CSU und SPD im Konflikt: Erbschaftsteuer im Fokus der Auseinandersetzung

In der anhaltenden Debatte über die Reform der Erbschaftsteuer kommt es weiterhin zu deutlichen Spannungen zwischen der Christlich-Sozialen Union (CSU) und der Sozialdemokratischen Partei Deutschlands (SPD). Auf der Klausurtagung im Kloster Seeon äußerte sich der Vorsitzende der CSU-Landesgruppe, Alexander Hoffmann, kritisch zu den Reformvorschlägen der SPD. Er brandmarkte deren Pläne als „leistungsfeindlich“ und forderte die Priorisierung von Maßnahmen, die auf wirtschaftliches Wachstum und Förderung abzielen. Eine Erhöhung der Erbschaftsteuer, wie sie von der SPD vorgeschlagen wird, stößt bei der CSU auf entschiedenen Widerstand.

Die SPD hat unterdessen einen Gesetzentwurf vorgestellt, der eine verstärkte Besteuerung sehr großer Erbschaften vorsieht.
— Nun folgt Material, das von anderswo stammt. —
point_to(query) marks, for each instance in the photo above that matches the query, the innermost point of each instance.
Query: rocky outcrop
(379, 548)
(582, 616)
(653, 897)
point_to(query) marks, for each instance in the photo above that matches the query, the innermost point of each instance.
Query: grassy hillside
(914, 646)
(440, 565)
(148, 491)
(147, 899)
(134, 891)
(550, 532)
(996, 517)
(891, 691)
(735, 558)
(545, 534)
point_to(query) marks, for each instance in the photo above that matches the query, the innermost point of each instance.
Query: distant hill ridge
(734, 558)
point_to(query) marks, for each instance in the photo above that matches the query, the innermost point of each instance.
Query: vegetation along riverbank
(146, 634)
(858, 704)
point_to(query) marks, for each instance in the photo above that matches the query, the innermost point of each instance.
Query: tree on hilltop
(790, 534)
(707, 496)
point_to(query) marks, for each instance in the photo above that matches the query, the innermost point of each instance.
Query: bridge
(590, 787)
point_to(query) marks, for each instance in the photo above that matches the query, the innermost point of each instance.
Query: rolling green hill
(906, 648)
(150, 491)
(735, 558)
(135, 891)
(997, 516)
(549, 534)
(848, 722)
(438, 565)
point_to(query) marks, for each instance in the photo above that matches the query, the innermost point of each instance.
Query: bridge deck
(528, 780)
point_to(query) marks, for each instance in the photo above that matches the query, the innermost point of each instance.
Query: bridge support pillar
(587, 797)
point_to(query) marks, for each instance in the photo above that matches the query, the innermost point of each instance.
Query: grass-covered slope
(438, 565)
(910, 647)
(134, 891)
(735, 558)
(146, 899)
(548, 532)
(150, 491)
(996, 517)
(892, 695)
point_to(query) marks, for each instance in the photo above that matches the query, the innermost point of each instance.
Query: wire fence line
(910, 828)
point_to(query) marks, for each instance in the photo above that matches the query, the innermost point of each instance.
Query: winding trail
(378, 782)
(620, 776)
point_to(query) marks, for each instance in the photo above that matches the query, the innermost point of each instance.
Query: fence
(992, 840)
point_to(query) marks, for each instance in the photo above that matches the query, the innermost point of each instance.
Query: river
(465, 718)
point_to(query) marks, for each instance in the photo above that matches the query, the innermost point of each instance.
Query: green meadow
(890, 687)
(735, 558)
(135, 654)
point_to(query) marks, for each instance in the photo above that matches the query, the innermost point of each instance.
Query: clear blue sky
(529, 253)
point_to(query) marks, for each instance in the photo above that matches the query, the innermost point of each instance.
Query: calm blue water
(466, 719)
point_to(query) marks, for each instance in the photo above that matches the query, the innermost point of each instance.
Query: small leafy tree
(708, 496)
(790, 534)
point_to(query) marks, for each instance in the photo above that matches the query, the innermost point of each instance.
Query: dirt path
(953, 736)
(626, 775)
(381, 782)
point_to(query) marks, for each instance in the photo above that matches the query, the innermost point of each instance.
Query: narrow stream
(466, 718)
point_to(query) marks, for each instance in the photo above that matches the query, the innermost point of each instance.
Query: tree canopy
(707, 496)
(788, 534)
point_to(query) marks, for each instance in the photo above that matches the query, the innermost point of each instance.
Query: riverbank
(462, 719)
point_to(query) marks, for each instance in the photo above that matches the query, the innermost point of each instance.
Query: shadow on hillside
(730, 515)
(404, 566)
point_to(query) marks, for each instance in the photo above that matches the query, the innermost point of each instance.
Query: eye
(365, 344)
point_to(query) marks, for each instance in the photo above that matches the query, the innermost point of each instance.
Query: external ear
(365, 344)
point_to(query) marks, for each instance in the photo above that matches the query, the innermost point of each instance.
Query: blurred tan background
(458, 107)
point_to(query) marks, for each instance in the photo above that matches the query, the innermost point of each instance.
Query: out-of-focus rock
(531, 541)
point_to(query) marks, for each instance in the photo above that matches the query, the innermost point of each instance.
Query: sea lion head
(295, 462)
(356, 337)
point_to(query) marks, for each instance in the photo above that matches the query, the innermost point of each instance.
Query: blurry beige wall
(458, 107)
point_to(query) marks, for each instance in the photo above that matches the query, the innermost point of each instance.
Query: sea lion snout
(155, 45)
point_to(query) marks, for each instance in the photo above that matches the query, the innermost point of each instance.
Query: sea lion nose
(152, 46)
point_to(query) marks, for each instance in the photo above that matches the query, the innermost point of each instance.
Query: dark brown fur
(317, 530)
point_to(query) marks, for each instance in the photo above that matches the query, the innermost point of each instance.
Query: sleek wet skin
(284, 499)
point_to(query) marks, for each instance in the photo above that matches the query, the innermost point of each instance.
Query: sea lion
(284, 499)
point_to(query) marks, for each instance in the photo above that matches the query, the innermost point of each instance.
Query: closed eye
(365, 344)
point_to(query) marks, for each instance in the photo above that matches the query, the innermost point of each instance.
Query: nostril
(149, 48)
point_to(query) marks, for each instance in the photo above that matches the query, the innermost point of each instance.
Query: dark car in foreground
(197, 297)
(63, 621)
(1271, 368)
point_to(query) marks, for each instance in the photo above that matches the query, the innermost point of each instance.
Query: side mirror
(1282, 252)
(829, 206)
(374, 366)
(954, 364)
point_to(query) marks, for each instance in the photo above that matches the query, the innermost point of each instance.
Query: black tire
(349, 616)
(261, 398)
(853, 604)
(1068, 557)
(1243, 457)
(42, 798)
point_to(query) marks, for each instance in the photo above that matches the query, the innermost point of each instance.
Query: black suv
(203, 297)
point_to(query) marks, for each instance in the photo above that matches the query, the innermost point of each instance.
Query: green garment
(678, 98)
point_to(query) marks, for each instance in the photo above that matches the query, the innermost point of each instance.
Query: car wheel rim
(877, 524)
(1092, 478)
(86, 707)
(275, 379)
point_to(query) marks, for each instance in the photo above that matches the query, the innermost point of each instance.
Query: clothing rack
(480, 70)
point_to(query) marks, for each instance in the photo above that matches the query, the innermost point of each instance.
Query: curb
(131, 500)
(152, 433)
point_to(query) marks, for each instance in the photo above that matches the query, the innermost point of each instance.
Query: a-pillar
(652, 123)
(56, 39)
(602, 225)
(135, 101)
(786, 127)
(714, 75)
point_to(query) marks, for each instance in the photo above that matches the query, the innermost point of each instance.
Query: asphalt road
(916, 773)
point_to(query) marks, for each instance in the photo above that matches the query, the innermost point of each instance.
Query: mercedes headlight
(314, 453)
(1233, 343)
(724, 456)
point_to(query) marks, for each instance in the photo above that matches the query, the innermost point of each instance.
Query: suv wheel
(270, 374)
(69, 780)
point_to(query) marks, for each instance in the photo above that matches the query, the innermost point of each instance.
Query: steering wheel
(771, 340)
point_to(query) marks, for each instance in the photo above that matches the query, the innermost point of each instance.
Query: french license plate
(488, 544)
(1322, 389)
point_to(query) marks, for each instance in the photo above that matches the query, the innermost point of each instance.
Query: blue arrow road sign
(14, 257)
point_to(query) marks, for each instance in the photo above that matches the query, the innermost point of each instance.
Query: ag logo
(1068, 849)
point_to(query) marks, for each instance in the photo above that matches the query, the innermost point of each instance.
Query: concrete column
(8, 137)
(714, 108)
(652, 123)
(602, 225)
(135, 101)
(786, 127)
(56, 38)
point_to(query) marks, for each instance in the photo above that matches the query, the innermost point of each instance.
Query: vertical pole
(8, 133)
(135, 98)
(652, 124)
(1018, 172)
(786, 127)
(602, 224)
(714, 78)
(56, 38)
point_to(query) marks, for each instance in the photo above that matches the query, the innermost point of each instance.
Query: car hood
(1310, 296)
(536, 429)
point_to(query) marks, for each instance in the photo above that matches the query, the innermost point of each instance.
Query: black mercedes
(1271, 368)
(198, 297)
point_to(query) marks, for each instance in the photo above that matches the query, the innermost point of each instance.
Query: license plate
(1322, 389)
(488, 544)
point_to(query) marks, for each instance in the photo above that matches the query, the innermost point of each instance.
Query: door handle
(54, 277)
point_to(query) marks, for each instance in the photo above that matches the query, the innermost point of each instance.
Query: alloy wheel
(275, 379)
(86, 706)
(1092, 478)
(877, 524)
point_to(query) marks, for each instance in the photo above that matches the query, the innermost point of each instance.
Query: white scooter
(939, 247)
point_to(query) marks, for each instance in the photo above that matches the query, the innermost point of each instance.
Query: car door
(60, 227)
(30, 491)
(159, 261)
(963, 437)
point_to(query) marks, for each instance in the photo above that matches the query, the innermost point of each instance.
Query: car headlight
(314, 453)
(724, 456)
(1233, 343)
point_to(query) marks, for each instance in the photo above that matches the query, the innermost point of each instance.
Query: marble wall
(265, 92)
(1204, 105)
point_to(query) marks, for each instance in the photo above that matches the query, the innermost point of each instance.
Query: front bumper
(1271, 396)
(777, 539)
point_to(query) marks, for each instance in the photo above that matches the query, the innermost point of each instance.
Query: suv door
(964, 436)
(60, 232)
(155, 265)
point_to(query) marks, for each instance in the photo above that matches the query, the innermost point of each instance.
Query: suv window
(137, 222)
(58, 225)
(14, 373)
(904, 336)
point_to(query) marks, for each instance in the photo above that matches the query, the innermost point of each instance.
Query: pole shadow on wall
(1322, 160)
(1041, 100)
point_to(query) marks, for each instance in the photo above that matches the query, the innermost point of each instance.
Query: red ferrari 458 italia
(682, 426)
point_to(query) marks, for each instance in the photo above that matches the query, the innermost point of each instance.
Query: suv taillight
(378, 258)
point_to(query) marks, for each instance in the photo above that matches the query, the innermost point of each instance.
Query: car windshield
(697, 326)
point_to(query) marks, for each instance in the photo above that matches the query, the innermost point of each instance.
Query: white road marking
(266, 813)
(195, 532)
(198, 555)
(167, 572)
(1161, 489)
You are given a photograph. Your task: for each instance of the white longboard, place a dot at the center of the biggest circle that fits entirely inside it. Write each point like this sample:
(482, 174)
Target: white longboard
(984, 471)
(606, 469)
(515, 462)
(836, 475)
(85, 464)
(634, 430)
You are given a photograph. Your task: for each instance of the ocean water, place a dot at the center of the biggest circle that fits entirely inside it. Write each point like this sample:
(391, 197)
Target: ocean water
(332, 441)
Der Fraktionsvorsitzende der SPD, Matthias Miersch, betonte in einem Interview mit der "Rheinischen Post", dass wohlhabende Erben stärker zur Finanzierung des Gemeinwohls beitragen sollten. Dies sei ein Gebot der Gerechtigkeit, insbesondere da es derzeit noch viele Möglichkeiten zur Umgehung der Steuerlast gebe. Das Bundesverfassungsgericht wird voraussichtlich bald in dieser Angelegenheit entscheiden. Gleichzeitig sieht der derzeitige Koalitionsvertrag keine expliziten Reformen der Erbschaftsteuer vor.

Auch aus der Wirtschaft erntet der Vorschlag Widerstand. Hildegard Müller, Präsidentin des Verbandes der Automobilindustrie, warnte eindringlich, dass eine Erhöhung der Erbschaftsteuer insbesondere für den Mittelstand schädlich sein könnte. Eine solche Maßnahme könnte negative Effekte auf Arbeitsplätze und wirtschaftliches Wachstum haben. Müller argumentiert, dass in der Wirtschaft Gewinne in die kommende Generation investiert werden, um so sowohl Arbeitsplätze zu sichern als auch Wohlstand zu fördern.

Im Gegensatz dazu verfolgt die CSU schon seit längerem einen differenzierten Ansatz zur Reform der Erbschaftsteuer. Die Partei plädiert für eine signifikante Senkung und Regionalisierung der Steuer. In dieser Hinsicht argumentiert die CSU, dass der Staat keine Profite aus der Lebensleistung seiner Bürger ziehen solle. Der Vorschlag der Partei beinhaltet eine deutliche Erhöhung der Freibeträge und eine Anpassung der Steuerregelung an regionale Gegebenheiten. Im Zuge der laufenden Klausurtagungen soll diese Haltung in ein umfassendes Positionspapier münden, das die politischen Leitlinien der CSU in dieser Frage festschreiben wird.